There may be a slight silver lining to terrible wintry weather like the kind we’re getting today in New York, argue three researchers from Harvard and the University of North Carolina at Chapel Hill: At least you’ll get a ton of work done? According to their paper, published in the Journal of Applied Psychology, the idea that bad weather decreases productivity (an idea that we nodded to in a Science of Us post just a couple of hours ago!) is understandable, but, ultimately, wrong. “The conventional wisdom may be based on the view that bad weather induces a negative mood and therefore impairs executive functions,” write Jooa Julia Lee and Francesca Gino of Harvard and Bradley R. Staats of UNC in their paper. “In contrast to this view, we propose that bad weather actually increases productivity through an alternative psychological route.”

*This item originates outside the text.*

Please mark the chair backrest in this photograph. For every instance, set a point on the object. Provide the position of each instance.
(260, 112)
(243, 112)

The research was highlighted today on a Wharton Business School podcast that featured Staats as a guest. He explained that the basic argument here, which the researchers tested and confirmed over a series of three experiments, is that people are less distracted when it’s miserable outside than when it’s nice out, allowing them to focus more when they’re at work. In one experiment, they analyzed the productivity of employees at a mid-sized bank in Japan over two-and-a-half years, focusing on the data entry involved in pushing a loan application through. Here’s what they found:
In terms of the effect size, we found that a one-inch increase in rain is related to a 1.3% decrease in worker completion time for each transaction. Given that there are approximately 100 workers in the operation, a 1.3% productivity loss is approximately equivalent to losing one worker for the organization on a given day. Based on the average yearly salary of the associate-level employees at this bank and the average frequency of precipitation, this loss could cost approximately $18,750 for this particular operation a year.
My own personal research on the subject, for what it’s worth, so far suggests a pretty strong a correlation between bad weather and binge-watching, not so much productivity.